Liberalisierung ist das Problem und nicht die Lösung 

Etwas resigniert titelte deshalb die NZZ (29.7.2011) „Strommarktöffnung als Rohrkrepierer“. Ausgerechnet die stromintensiven Industrien, für die die Teilliberalisierte Strommarkt im StromVG konstruiert worden war, sind nicht bereit, die dadurch bewirkten überhöhten Preise zu bezahlen und verlangen regulierte Preise und Versorgungsgarantien.
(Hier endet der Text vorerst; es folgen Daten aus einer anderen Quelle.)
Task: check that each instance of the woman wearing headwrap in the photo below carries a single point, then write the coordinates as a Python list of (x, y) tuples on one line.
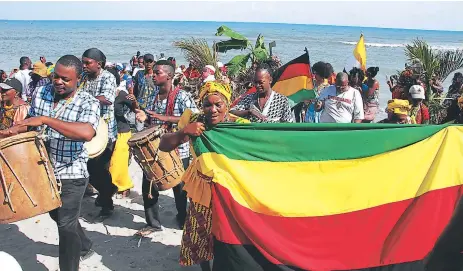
[(12, 107), (398, 112), (197, 242)]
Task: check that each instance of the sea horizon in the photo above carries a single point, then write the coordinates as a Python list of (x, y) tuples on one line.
[(121, 39), (237, 22)]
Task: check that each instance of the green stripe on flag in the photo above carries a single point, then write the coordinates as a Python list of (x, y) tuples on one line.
[(301, 95), (289, 142)]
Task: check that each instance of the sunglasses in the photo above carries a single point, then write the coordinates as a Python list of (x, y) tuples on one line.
[(3, 90)]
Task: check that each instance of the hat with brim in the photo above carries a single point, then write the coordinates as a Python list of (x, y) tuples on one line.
[(40, 69), (148, 57), (12, 83)]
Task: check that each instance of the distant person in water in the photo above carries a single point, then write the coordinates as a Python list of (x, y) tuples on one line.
[(370, 95), (38, 79), (23, 75), (3, 76)]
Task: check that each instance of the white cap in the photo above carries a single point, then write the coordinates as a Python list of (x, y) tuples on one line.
[(417, 92), (210, 67)]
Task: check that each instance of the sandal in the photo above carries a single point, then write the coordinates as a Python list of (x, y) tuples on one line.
[(147, 231), (123, 194)]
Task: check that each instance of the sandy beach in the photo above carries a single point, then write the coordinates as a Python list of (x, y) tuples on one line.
[(34, 242)]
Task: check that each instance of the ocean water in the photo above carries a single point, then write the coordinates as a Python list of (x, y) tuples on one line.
[(120, 40)]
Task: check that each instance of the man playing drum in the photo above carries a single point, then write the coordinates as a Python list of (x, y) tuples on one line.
[(166, 109), (70, 118), (101, 84)]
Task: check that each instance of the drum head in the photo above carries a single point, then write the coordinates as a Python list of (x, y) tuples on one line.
[(148, 133), (17, 139)]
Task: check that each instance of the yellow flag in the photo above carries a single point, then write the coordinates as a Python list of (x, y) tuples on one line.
[(360, 53)]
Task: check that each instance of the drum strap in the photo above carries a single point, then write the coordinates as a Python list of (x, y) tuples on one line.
[(60, 110)]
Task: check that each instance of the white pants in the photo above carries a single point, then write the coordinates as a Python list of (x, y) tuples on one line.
[(8, 262)]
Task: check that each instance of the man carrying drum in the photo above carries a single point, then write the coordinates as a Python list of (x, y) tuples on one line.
[(101, 84), (168, 105), (68, 118)]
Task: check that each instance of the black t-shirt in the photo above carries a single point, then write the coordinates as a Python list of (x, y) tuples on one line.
[(121, 106)]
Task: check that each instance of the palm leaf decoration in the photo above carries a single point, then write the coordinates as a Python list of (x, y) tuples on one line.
[(198, 52), (449, 61)]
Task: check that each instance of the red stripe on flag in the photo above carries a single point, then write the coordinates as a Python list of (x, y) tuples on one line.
[(394, 233)]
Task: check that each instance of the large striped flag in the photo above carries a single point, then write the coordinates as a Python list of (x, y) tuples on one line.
[(334, 196), (294, 80)]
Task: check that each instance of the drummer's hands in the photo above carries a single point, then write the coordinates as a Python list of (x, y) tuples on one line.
[(194, 129), (140, 115), (131, 97), (31, 122)]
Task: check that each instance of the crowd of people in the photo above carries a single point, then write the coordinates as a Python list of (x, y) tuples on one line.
[(69, 99)]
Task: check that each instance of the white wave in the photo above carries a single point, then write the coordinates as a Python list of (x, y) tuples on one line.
[(397, 45), (374, 44)]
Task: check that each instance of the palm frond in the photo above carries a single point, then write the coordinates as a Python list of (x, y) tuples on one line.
[(197, 52), (449, 61)]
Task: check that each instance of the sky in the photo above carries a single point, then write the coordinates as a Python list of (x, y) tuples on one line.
[(429, 15)]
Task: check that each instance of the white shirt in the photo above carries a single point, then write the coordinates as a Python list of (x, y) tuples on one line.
[(136, 70), (341, 108), (23, 77)]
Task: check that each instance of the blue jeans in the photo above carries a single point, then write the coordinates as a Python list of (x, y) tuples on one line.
[(73, 242)]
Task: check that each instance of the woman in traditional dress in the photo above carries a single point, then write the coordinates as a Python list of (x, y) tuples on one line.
[(13, 108), (398, 112), (419, 111), (197, 242)]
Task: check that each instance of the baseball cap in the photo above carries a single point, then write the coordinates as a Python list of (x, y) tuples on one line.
[(417, 92), (12, 83), (148, 57), (39, 69), (119, 67)]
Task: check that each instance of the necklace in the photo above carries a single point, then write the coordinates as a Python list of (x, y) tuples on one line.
[(7, 107), (339, 100)]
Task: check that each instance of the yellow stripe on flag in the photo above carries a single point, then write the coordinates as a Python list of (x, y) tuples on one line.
[(290, 86), (309, 189), (360, 53)]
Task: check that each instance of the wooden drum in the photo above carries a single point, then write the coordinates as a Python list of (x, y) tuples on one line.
[(165, 169), (28, 184)]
Diese Kehrtwende zeigt: beim Strom ist die Liberalisierung das Problem und nicht die Lösung.

Die staatlich regulierten Monopole haben ein ganzes Jahrhundert für ausreichend Strom und ein Klima der Investitionssicherheit gesorgt. Nach den Preisschüben im liberalisierten Ausland und den gleich negativen Effekten mit dem StromVG bei uns spricht nichts für eine Totalliberalisierung der 2. Etappe. Der nach Fukushima nötige Atomausstieg wird den Ruf nach gesetzlichen Versorgungsgarantien und einer sorgfältigen staatlichen Produktionsplanung verstärken. Elemente des freien Markts können dabei höchstens eine untergeordnete Rolle spielen. 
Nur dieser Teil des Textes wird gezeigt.